東南アジアへ修学旅行を、ASEAN50周年で記念セミナー
日本アセアンセンターは都内で「Visit ASEAN@50」の記念事業の一環として「東南アジアへの教育旅行セミナー」を開催した。日本アセアンセンター観光交流部部長のワットゥニヨム・ドゥアンマラー氏は「日本とASEANの友好・協力関係の強化を実現するために、若い世代がASEANを訪れ、交流し刺激を受けることが、これからの日本にとって大変重要な視点だと思う」と述べ、セミナーで東南アジアを知ってもらい、教育旅行先として選ばれることを期待していると挨拶した。
セミナーでは、集まった旅行会社と学校の関係者80名に対してマレーシア政府観光局、フィリピン観光省、シンガポール政府観光局、タイ国政府観光庁から各国の教育旅行の取り組みを案内。
まず、マレーシア政府観光局マーケティングマネージャーの徳永誠氏は、マレーシアがアジアでトップクラスの英語レベルであり、マレー系、中国系、インド系、先住民族が住む多民族国家であることから多様性を学ぶことができるとアピール。また7月17日に開通した鉄道のMRTについて「より利便性が高まり、班別行動や自由な街歩きも実現できる」と紹介した。

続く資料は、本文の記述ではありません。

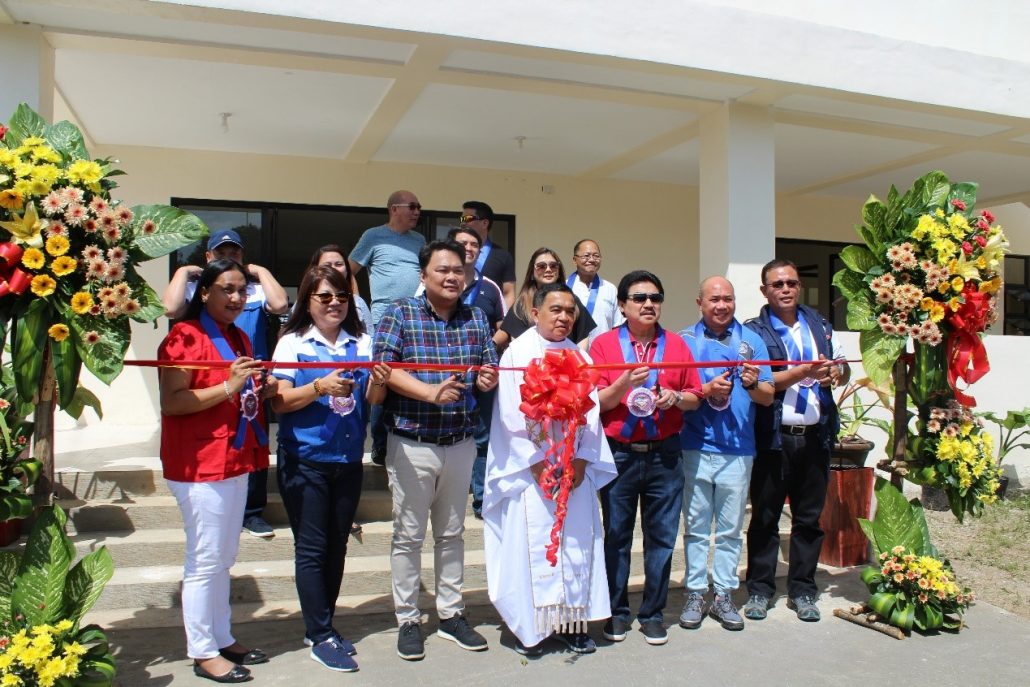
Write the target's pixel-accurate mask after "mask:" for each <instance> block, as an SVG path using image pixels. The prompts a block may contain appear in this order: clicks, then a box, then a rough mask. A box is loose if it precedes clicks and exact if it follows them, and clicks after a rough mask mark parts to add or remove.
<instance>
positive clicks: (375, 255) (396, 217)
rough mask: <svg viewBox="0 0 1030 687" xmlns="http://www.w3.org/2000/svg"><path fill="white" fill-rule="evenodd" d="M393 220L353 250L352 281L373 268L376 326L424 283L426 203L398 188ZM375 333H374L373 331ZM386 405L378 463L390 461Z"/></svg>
mask: <svg viewBox="0 0 1030 687" xmlns="http://www.w3.org/2000/svg"><path fill="white" fill-rule="evenodd" d="M386 211H387V212H388V213H389V219H388V220H387V222H386V224H385V225H382V226H381V227H373V228H372V229H370V230H367V231H366V232H365V233H364V234H362V238H361V239H358V240H357V245H355V246H354V249H353V250H351V251H350V257H348V259H347V261H348V263H350V274H351V280H353V275H355V274H357V273H358V272H359V271H361V270H362V269H363V268H366V267H367V268H369V288H370V289H371V291H372V327H373V328H375V327H378V325H379V319H380V318H381V317H382V316H383V313H384V312H385V311H386V308H387V307H388V306H389V304H390V303H392V302H393V301H396V300H397V299H399V298H410V297H412V296H414V295H415V289H417V288H418V286H419V284H420V283H421V279H420V278H419V275H420V273H421V270H420V268H419V267H418V251H419V250H421V248H422V246H423V245H425V237H424V236H422V235H421V234H419V233H418V232H413V231H411V230H413V229H414V228H415V227H416V226H417V225H418V217H419V215H420V214H421V211H422V206H421V205H419V203H418V198H416V197H415V194H413V193H411V192H410V191H394V192H393V193H392V194H390V197H389V199H388V200H387V201H386ZM370 334H371V333H370ZM382 408H383V407H382V406H381V405H376V406H372V409H371V413H370V417H369V421H370V425H371V430H372V432H371V434H372V461H373V462H375V463H376V465H377V466H381V465H384V463H385V460H386V425H385V424H384V423H383V419H382Z"/></svg>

次にフィリピン観光省のセクションチーフの横山泰彦氏からは、フィリピンへの教育旅行は2016年で中高合わせて11校とまだ少ないものの、3ヶ月未満の英語留学では96の高等学校が実施していることを紹介。横山氏は「参考値であるが長短合わせて昨年は約5万人の日本人がフィリピンに留学している」と語り、安価で質の高いマンツーマンの英語授業を受けることができる点を強調した。
一方、2015年の海外修学旅行目的地で2番目に多かったシンガポールからは政府観光局マネージャーの吉田明子氏が登壇。シンガポールでの教育旅行のポイントについて、安全性や異文化交流のほかに「自然、エコロジー、生物の多様性」「科学、テクノロジー、数学」「リーダーシップ&ライフスキル」「シンガポールストーリー」の4つの教育テーマを強みとして列挙。また学校交流については、日本以外の国からの希望も集中するなど学校数に対して人気が高まっているといい、そうしたなかでは「現地側からは修学旅行の時だけの交流でなく、継続的な交流を希望している」点に留意すべきと語った。
タイ国政府観光庁はマーケティングマネージャーの藤村喜章氏は、タイでの異文化交流の事例を紹介。大学や高校のゴルフ部などのスポーツ交流や、日本の料理専門学校の修学旅行ではタイ料理を学ぶ交流もおこななわれたという。また、日本からの駐在員も多いこともあり、日本人の医者がいる病院も多く「いざという時の対応も問題ない」と医療面もアピールした。
このほか、神奈川県の向上学園理事長の山田貴久氏は、「ベトナム、カンボジアへの修学旅行 その実践報告」と題して事例を紹介。同校では修学旅行を、「心の旅」として、また国際理解教育の入り口として位置付けているといい、「交流と平和学習」ができるデスティネーションとしてベトナム、カンボジア、韓国から行き先を選択し2年生全員が参加する形式にしているという。